We have argued that it is not possible to define exactly at which point death occurs for the purpose of transplantation, because there are no scientifically tenable criteria to do this at the time when organ retrieval is possible. We believe that it is in the best long term interests of donors, recipients, their families, society at large, and transplantation medicine to be honest to ourselves, our patients, and society and admit that the only thing we can do is to openly formulate moral, social, and scientific criteria for organ retrieval.

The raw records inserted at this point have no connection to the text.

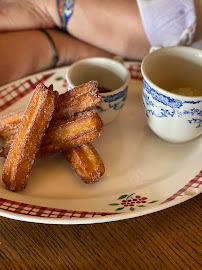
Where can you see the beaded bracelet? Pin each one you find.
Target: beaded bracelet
(55, 53)
(65, 8)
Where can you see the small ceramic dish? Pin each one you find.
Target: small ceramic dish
(113, 78)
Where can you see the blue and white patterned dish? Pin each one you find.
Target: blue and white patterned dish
(172, 117)
(107, 72)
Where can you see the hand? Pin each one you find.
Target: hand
(28, 14)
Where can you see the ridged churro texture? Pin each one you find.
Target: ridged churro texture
(86, 162)
(79, 99)
(28, 138)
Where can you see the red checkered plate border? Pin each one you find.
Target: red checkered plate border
(120, 204)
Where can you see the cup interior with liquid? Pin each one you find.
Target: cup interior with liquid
(172, 92)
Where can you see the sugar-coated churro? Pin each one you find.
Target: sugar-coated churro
(27, 140)
(81, 98)
(86, 162)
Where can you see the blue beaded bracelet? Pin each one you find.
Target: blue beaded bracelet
(65, 8)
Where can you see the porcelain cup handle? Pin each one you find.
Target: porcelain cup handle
(154, 48)
(119, 59)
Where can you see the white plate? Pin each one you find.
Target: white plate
(143, 173)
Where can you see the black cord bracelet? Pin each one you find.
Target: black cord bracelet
(55, 54)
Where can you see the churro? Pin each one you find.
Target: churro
(81, 98)
(86, 162)
(27, 140)
(66, 133)
(82, 128)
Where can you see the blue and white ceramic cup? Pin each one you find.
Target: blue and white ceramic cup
(112, 77)
(173, 117)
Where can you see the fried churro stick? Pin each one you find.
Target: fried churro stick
(77, 130)
(66, 133)
(27, 140)
(86, 162)
(79, 99)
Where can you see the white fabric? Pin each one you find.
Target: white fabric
(168, 22)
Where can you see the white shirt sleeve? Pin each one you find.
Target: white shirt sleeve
(168, 22)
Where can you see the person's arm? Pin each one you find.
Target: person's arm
(27, 52)
(112, 25)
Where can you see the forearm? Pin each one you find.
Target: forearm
(23, 53)
(114, 25)
(27, 52)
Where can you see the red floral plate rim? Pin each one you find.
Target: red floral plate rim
(11, 93)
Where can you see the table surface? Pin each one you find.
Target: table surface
(169, 239)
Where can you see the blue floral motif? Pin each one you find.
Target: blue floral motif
(196, 121)
(173, 106)
(171, 102)
(114, 102)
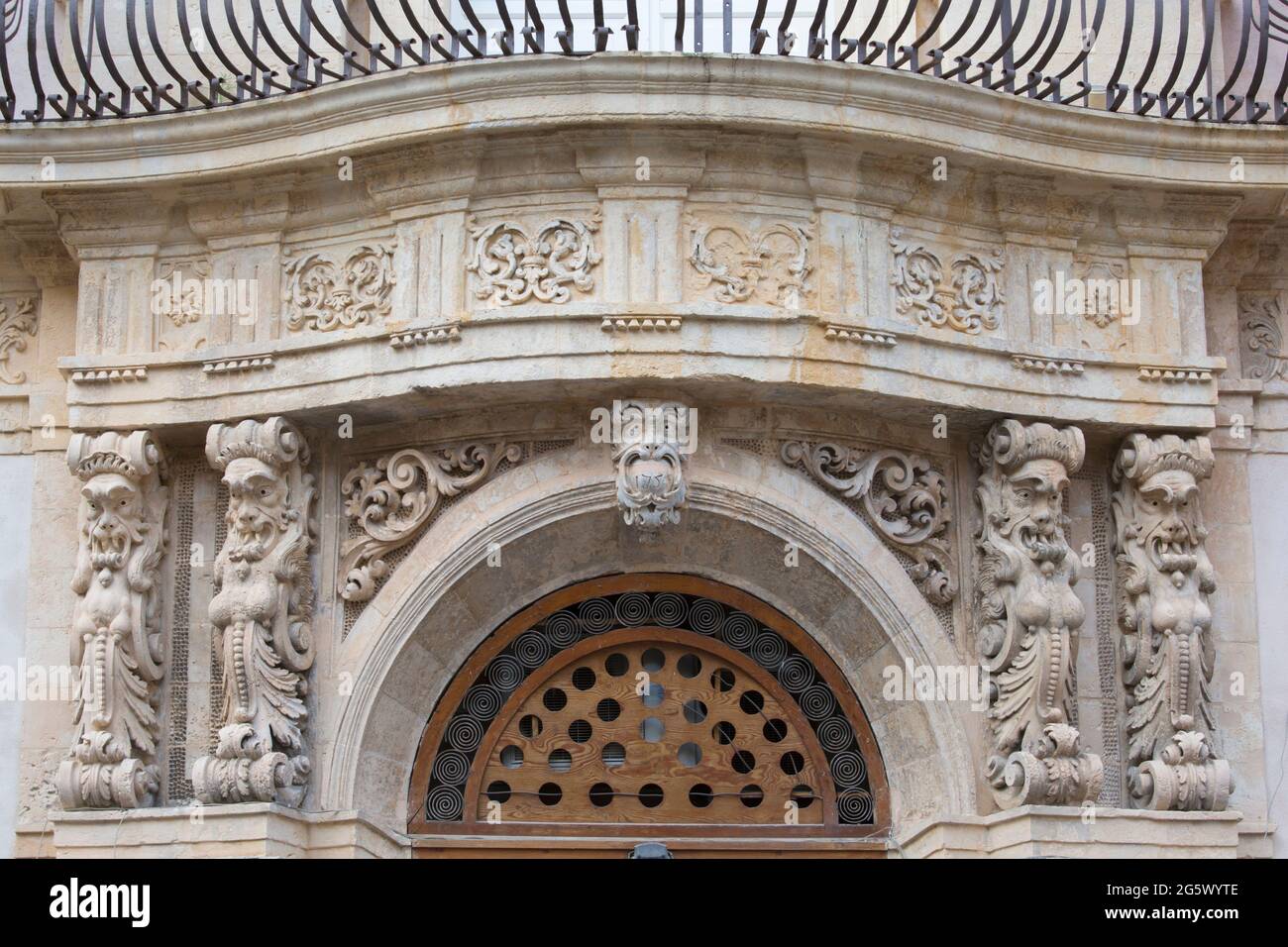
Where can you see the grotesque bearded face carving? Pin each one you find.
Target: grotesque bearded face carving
(1168, 514)
(112, 518)
(258, 510)
(1031, 500)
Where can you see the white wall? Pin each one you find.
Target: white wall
(1267, 475)
(16, 483)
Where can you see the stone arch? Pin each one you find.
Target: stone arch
(557, 523)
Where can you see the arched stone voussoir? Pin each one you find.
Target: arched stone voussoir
(558, 525)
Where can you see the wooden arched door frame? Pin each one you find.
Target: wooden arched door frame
(469, 674)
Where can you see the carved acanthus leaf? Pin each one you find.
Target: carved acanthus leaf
(772, 264)
(906, 497)
(1164, 579)
(967, 300)
(16, 328)
(116, 626)
(394, 496)
(1029, 616)
(1262, 335)
(511, 266)
(326, 294)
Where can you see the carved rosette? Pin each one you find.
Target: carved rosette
(967, 299)
(651, 484)
(905, 496)
(116, 626)
(1029, 616)
(511, 266)
(772, 264)
(1164, 579)
(394, 496)
(17, 325)
(262, 611)
(325, 294)
(1262, 335)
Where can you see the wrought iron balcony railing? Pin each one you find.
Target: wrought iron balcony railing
(1218, 60)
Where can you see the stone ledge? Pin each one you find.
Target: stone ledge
(258, 830)
(1047, 831)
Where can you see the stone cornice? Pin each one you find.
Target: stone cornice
(758, 94)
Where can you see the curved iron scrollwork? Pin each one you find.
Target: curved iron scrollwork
(120, 58)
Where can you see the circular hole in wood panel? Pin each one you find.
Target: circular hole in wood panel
(550, 793)
(690, 754)
(600, 795)
(700, 796)
(751, 796)
(617, 664)
(511, 757)
(774, 731)
(529, 725)
(651, 795)
(613, 754)
(695, 710)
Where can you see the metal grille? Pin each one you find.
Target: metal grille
(73, 59)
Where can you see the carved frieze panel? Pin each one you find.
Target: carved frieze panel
(511, 263)
(771, 265)
(18, 322)
(1028, 616)
(1261, 335)
(390, 499)
(905, 496)
(326, 291)
(966, 295)
(1164, 579)
(179, 299)
(116, 625)
(262, 612)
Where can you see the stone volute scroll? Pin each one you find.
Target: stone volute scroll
(262, 612)
(1029, 616)
(1164, 579)
(116, 626)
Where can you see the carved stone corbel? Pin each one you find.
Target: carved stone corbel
(1029, 616)
(263, 608)
(905, 496)
(116, 629)
(649, 458)
(1164, 579)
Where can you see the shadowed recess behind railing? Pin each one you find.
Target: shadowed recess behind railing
(1218, 60)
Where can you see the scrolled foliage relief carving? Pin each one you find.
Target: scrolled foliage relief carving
(1164, 579)
(116, 625)
(1029, 616)
(263, 612)
(511, 265)
(967, 298)
(391, 497)
(906, 497)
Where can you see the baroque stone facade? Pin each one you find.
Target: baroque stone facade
(501, 394)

As other authors have suggested in different ways, such formulation might involve a full reassessment of the organ donation process and of the definition of what society should accept for the process to occur. Our proposal is that, for the time being, it should rest on the currently applied criterion of irreversible (however defined) asystole, with the open admission that it does not define “death” but only a moment in the process of dying where organ retrieval can be allowed.